A lot of datasets in one hdf5 file -> rapidly increasing memory

Hello everyone,
I’m planning to use hdf5 to store a lot of image datasets with some metadata in one hdf5 file. Ideally there will be a lot of groups, each group will contain one frame consisting of different images and some metadata.
I tried different ways to realize this, but in the end there is always one problem: There seemed to be something like a memory leak. With every iteration (create, write, close a dataset or group) the main memory increases rapidly.

I found only one solution, close the library by “H5close()”. But this isn’t a usable way for me because it seems too much of time.

Some information about what I use:
HDF5 1.8.10 or 1.8.9
Visual Studio 2010
Windows 7

As mentioned before, I tried a lot of things:
• Use High level and low level API
• Use garbage collector with property lists
• Use “close” commands in every iteration for datasets, spaces and file
• Use flush or something similar
• Trying to manually free the memory
• Some other stuff

My questions are:
How can I avoid the library to allocate so much working memory?
How can I free the memory in every iteration?
Would you store these data in another way? Maybe there is a better way / strategy to store a lot of groups with many images and metadata in hfd5.

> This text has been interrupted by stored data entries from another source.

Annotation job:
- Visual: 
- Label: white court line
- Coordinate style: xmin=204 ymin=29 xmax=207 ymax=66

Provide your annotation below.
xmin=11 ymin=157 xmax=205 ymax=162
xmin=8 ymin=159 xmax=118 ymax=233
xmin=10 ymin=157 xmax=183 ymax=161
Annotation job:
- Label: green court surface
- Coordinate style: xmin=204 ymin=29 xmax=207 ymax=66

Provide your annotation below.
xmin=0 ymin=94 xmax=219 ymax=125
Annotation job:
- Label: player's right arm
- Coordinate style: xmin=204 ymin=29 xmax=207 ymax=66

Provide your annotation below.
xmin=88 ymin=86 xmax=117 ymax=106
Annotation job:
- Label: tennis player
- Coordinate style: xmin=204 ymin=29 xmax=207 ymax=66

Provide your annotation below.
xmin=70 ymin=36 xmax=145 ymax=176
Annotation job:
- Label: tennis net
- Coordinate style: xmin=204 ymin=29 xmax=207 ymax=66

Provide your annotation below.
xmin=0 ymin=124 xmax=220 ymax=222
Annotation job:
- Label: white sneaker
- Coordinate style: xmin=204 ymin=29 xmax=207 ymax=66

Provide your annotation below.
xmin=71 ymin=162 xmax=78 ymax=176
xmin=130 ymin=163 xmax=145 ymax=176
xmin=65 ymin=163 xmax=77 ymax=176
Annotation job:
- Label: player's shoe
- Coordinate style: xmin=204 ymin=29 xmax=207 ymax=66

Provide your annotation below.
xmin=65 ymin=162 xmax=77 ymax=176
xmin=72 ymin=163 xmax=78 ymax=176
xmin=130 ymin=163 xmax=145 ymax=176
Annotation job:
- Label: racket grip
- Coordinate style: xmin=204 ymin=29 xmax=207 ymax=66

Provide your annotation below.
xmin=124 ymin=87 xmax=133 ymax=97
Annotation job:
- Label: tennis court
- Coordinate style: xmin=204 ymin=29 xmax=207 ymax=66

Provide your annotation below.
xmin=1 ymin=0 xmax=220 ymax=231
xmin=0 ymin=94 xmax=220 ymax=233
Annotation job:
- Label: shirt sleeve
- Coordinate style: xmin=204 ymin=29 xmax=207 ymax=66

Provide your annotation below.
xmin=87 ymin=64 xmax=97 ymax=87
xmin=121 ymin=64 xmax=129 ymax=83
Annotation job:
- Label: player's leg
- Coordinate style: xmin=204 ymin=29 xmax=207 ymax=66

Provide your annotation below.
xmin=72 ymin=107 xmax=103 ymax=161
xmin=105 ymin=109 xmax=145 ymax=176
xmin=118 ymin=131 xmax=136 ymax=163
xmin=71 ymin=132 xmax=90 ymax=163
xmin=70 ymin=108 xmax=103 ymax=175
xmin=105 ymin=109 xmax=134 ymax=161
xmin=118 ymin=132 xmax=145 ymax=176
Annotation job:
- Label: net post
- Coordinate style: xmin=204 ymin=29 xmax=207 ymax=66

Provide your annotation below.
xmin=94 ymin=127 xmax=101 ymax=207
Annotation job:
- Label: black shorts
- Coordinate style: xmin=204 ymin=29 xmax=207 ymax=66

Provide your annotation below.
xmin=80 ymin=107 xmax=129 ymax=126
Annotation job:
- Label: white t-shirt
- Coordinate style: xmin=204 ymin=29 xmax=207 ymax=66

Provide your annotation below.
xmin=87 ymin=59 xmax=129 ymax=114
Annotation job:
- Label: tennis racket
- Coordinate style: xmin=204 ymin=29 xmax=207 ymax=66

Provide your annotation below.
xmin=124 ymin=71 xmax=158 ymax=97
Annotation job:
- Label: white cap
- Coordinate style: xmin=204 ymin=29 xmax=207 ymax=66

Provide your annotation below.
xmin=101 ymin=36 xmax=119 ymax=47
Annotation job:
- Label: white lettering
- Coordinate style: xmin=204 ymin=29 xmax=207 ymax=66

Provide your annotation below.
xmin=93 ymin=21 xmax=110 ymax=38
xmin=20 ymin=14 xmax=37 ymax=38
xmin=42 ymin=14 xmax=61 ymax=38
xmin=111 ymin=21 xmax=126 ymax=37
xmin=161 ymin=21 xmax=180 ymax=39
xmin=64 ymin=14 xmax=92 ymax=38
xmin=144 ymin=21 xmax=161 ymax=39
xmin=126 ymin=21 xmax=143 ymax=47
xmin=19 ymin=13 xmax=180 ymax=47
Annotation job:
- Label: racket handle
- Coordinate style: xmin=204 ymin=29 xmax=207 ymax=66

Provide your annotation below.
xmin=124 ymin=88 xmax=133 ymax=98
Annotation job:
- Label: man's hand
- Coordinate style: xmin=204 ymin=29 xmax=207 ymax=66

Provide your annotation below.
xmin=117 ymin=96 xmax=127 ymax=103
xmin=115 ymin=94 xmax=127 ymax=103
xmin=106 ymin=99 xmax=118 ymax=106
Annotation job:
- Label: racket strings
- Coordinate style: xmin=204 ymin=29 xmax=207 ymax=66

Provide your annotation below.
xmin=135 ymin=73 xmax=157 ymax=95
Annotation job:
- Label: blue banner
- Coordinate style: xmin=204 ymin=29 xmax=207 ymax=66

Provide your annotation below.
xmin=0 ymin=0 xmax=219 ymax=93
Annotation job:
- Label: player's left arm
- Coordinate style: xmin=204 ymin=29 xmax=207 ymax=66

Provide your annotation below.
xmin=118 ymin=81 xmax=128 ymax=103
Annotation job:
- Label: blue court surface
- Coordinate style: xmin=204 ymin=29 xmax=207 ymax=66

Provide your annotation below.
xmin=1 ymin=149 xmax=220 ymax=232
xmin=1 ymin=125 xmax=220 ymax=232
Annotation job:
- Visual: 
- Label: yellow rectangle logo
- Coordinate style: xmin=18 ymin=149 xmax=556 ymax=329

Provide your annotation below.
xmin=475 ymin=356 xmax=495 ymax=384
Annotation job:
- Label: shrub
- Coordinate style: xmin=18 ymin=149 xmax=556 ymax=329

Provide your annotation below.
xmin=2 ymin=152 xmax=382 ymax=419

I attached a simple program to show the problem. It only opens one hdf5 and writes some datasets (to simplify with small datasets and without groups). As you can see the memory will increase rapidly.

Thanks a lot in advanced!
Nils

···

*********************************************

Sample code:
       hid_t file_id, dataset, intType, dataspace;
       hsize_t dims[RANK]={2,3};
       int data[6]={1,2,3,4,5,6};
       herr_t status;
       int count = 0;

       //for dataset name
       char datasetName[256];

       intType= H5Tcopy(H5T_NATIVE_INT);
       dataspace = H5Screate_simple(RANK, dims, NULL);

       /* create a HDF5 file */
       file_id = H5Fcreate ("hdf_test.h5", H5F_ACC_TRUNC, H5P_DEFAULT, H5P_DEFAULT);

       for(int i = 0; i <= 32000; i++){
             sprintf(datasetName, "/dset_%05d", i);
             //dataset = H5Gcreate(file_id, datasetName.str().c_str(), H5P_DEFAULT, H5P_DEFAULT, H5P_DEFAULT);

             //Create integer type dataset
             dataset = H5Dcreate(file_id, datasetName, intType, dataspace, H5P_DEFAULT, H5P_DEFAULT, H5P_DEFAULT);

             //Release hdf5 dataset and flush file
             H5Fflush(file_id,H5F_SCOPE_GLOBAL);
             H5Dclose(dataset);

             Sleep(100);
             count++;
       
       }

       /* close file */
       status = H5Fclose (file_id);

Hi Nils,

Hello everyone,
I’m planning to use hdf5 to store a lot of image datasets with some metadata in one hdf5 file. Ideally there will be a lot of groups, each group will contain one frame consisting of different images and some metadata.
I tried different ways to realize this, but in the end there is always one problem: There seemed to be something like a memory leak. With every iteration (create, write, close a dataset or group) the main memory increases rapidly.

I found only one solution, close the library by “H5close()”. But this isn’t a usable way for me because it seems too much of time.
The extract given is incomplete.